Your motives and justifications may be better, cleaner, but your methods are not. But while fighting monsters you risk becoming one. Nietzsche warned about that, too.

And yet…

And yet.

There is a line in the psychological sand that any person fears to cross, yet which pulls us toward it.

Loss.

Grief.

Call it what you want.

On this side of the line, you feel the full horror of a love lost. A friend, a brother in arms, a son or daughter. A lover. Someone who means the world to you. You will burn down heaven to protect them. You believe — truly believe — that you would march into hell to keep them safe. No matter what happens to you.

You take those risks because you believe that after all of the gun-smoke clears, and if you’re still alive, then you and the person you love will have a life together afterward. Both of you the same as you were before. You believe that even while the world and the war try to make you a monster.

But when the person you love is taken and the war goes on.

Damn.

That’s where the real monsters are made. When you have nothing left to love and the enemy still stands before you, grinning at your pain, feeding on your loss.
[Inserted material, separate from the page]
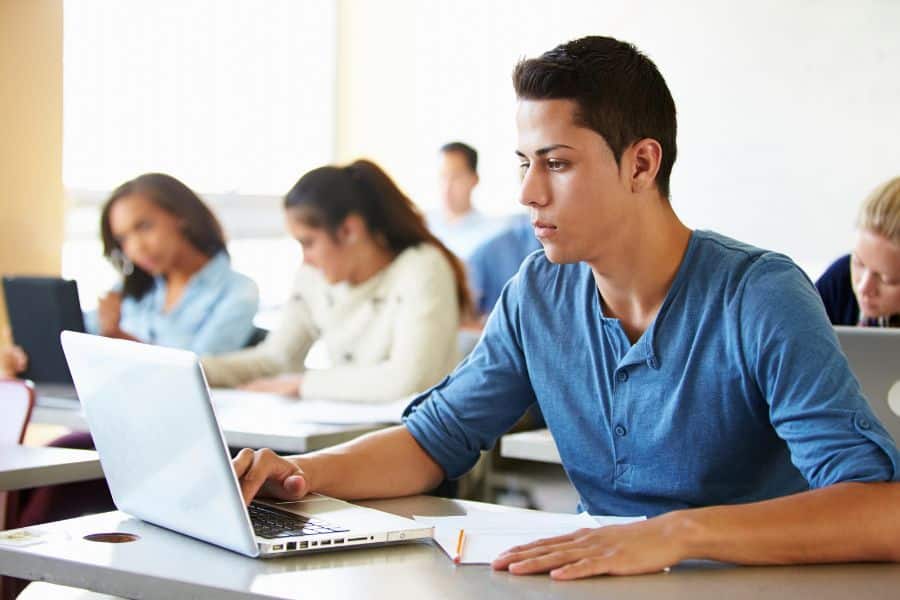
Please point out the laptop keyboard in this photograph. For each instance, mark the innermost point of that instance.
(270, 522)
In those moments, the grief can kill you. It can drive you to a final act of passion in which you throw everything away. You attack without skill or art, merely with fury. And you die without balancing any cosmic scales, without inflicting punishment.

Maybe you spend the rest of eternity in your own private hell, feeling your loss and realising your defeat.

Or…

Or you don’t give into the passion of hate.

Instead you let that hate grow cold, and in the secret dark places of your soul you crouch over that unsavory meal and feed on it. You become a monster dining on the manna of the pit. On cold, cold hate. Knowing that with each bite you are less of the person who once loved. You are less of the person who, had you and your love survived, would have reclaimed joy and innocence and optimism.

That version of you wouldn’t know this dark and rapacious thing.

But it is the monster that survives.

It’s the monster that can survive.

I loved twice in my life. Really loved.

The first time was Helen. My first love, when I was fourteen and the world was filled with light and magic. Four older teenage boys trapped us in a deserted field and taught us about darkness and their own brand of sorcery. They beat me nearly to death, and while I lay there, bleeding and almost dead, I saw what they did to Helen.

Her heart continued to beat after that, after hospitals and surgeries and counseling. But she was dead. Years later when I found her at her place, the empty bottle of drain cleaner lying where it had fallen from her hand, I felt the darkness begin to take root in the soil of my soul. Flowers of hate have blossomed since.